There were lots of insects along the weedy edges of the path, and I stopped to photograph this colourful moth sitting out in the open:

Chestnut-marked Pondweed Moth

I also noticed a metallic green spreadwing hunting the smaller insects among the weeds. I pointed it out to Chris, who immediately captured it in her net. We took a close look at it, but because it was a female the shape of her claspers were not conclusive in identifying her.

Four spreadwing species have been recorded from the Britannia Conservation Area:

  • Northern Spreadwing – a common species, recorded every year since 1996;
  • Emerald Spreadwing – a rare species, with only one record from 2003;
  • Slender Spreadwing – a common species, and can be encountered anywhere;
  • Lyre-tipped Spreadwing – a rare species with only one record from 2003. This was likely a stray since no suitable breeding habitat exists at Mud Lake.

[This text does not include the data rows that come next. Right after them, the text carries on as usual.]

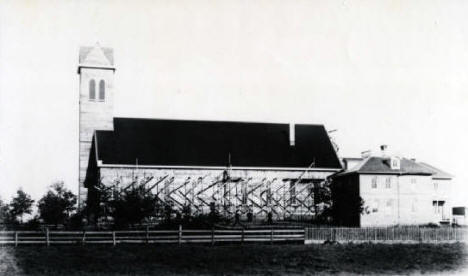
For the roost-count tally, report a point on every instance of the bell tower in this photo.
(96, 70)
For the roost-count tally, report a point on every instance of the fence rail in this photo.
(150, 236)
(387, 234)
(306, 235)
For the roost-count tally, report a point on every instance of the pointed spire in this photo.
(96, 56)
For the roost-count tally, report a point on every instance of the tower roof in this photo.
(96, 56)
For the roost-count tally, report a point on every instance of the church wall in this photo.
(257, 190)
(94, 115)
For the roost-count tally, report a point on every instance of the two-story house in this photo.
(394, 191)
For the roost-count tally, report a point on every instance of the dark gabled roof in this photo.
(209, 143)
(437, 173)
(381, 165)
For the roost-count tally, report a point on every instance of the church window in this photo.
(374, 182)
(92, 90)
(102, 90)
(292, 193)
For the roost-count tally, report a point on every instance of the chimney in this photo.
(292, 135)
(383, 149)
(366, 153)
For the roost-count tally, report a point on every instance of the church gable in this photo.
(213, 143)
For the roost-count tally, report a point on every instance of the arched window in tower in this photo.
(92, 90)
(102, 90)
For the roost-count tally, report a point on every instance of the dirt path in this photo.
(8, 264)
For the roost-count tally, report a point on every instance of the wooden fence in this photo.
(151, 236)
(389, 234)
(307, 235)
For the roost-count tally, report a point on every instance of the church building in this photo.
(235, 166)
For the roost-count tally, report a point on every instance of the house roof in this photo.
(213, 143)
(437, 173)
(381, 165)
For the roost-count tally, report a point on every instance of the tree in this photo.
(4, 212)
(56, 206)
(21, 204)
(322, 202)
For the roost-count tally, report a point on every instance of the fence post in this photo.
(180, 234)
(147, 234)
(212, 236)
(83, 240)
(47, 236)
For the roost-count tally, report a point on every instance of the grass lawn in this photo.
(233, 259)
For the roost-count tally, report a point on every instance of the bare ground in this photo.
(234, 259)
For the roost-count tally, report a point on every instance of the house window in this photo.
(414, 205)
(438, 206)
(389, 206)
(388, 182)
(375, 207)
(92, 90)
(292, 193)
(102, 90)
(374, 182)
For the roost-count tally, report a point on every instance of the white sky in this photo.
(390, 72)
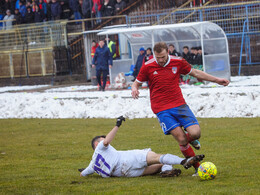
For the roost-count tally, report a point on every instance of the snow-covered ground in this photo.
(240, 99)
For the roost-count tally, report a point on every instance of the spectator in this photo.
(48, 5)
(22, 8)
(200, 55)
(148, 55)
(34, 4)
(93, 48)
(96, 9)
(29, 16)
(39, 15)
(18, 17)
(186, 54)
(28, 4)
(75, 7)
(17, 4)
(102, 61)
(66, 12)
(7, 6)
(12, 3)
(9, 20)
(111, 47)
(139, 62)
(172, 51)
(86, 8)
(43, 6)
(55, 10)
(194, 56)
(119, 6)
(108, 8)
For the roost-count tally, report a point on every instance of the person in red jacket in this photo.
(93, 48)
(96, 9)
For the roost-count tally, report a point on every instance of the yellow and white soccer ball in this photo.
(207, 171)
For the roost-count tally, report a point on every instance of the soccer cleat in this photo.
(196, 173)
(195, 144)
(171, 173)
(188, 162)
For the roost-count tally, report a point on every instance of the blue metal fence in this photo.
(239, 21)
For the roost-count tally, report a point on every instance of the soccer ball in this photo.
(207, 171)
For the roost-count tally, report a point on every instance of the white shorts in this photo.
(132, 163)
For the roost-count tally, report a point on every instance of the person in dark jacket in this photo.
(148, 55)
(29, 16)
(186, 54)
(39, 15)
(139, 62)
(18, 17)
(74, 6)
(194, 56)
(22, 8)
(103, 61)
(66, 12)
(119, 6)
(43, 6)
(172, 51)
(48, 5)
(108, 8)
(55, 10)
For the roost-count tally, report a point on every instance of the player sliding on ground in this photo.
(109, 162)
(167, 102)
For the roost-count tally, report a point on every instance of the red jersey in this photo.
(165, 92)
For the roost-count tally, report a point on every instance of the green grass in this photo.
(41, 156)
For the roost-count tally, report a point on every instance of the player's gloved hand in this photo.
(119, 121)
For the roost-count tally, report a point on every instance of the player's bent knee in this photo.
(194, 131)
(152, 158)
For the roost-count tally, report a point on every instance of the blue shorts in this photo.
(180, 116)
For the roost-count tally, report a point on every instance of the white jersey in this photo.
(107, 162)
(104, 161)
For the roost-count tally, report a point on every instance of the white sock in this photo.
(166, 168)
(170, 159)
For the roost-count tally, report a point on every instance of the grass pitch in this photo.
(41, 156)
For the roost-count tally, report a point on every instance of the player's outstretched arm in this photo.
(110, 136)
(135, 91)
(207, 77)
(88, 171)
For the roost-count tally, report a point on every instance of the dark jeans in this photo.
(98, 74)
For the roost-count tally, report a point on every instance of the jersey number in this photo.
(98, 165)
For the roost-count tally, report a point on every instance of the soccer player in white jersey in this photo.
(109, 162)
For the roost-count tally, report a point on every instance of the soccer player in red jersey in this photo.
(167, 102)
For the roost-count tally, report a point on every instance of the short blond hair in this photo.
(159, 47)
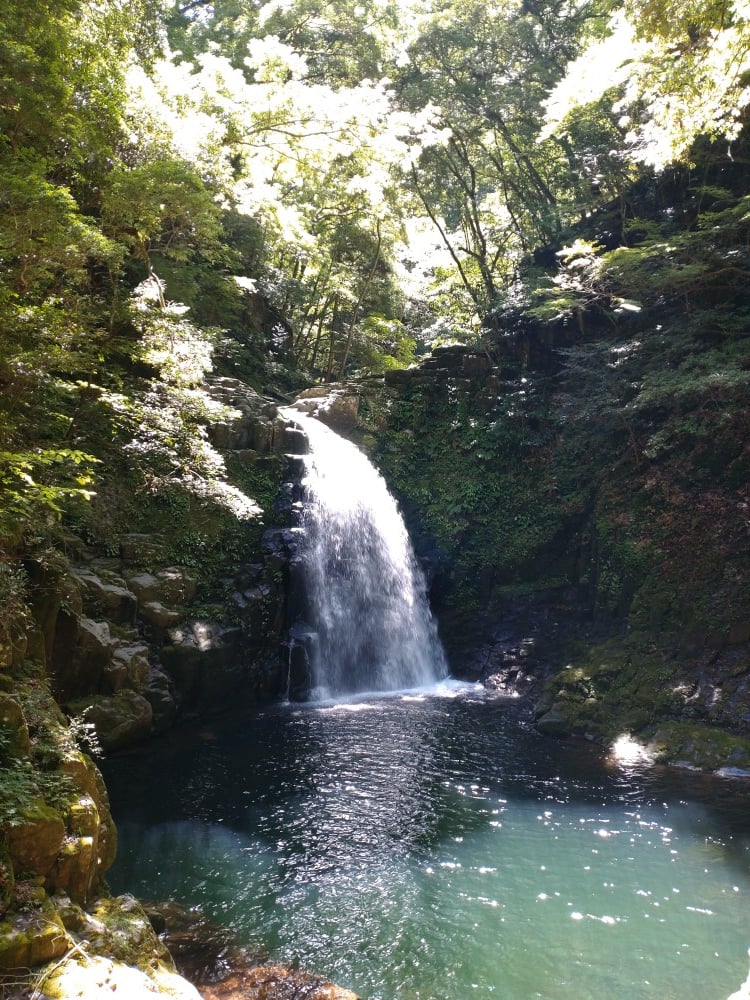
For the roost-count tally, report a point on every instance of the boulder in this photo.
(160, 696)
(205, 661)
(177, 585)
(106, 594)
(161, 617)
(88, 783)
(14, 732)
(128, 668)
(101, 979)
(92, 652)
(34, 838)
(145, 586)
(31, 938)
(120, 719)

Four spreadwing species have a metallic green thorax: Elegant Spreadwing, Swamp Spreadwing, Amber-winged Spreadwing and Emerald Spreadwing. Amber-winged Spreadwings have dark, diagonal bands present on the side of the thorax, which our mystery damselfly did not. Beyond that, it is difficult to say which species this might be. Here are a few other photos showing our mystery spreadwing:

We let the spreadwing go, and continued on our way to where Mike had seen the Blue Dashers. We found two males easily, though I didn’t take many photographs because we were looking into the sun. This Mourning Cloak, one of the few I’ve seen this summer, was much more cooperative.

Mourning Cloak

We had no luck with the Halloween Pennant, but we did see an Eastern Tailed Blue, a Tule Bluet (which I neglected to photograph…I really need to work on my bluet identification!) and several Stream Bluets.

Stream Bluet

It was nice to be out dragon-hunting with a couple of fellow enthusiasts again; while June and July are the best months of seeing a good variety of species, this summer is going by fast, and I’m hoping that there is still enough time left to see some neat dragons!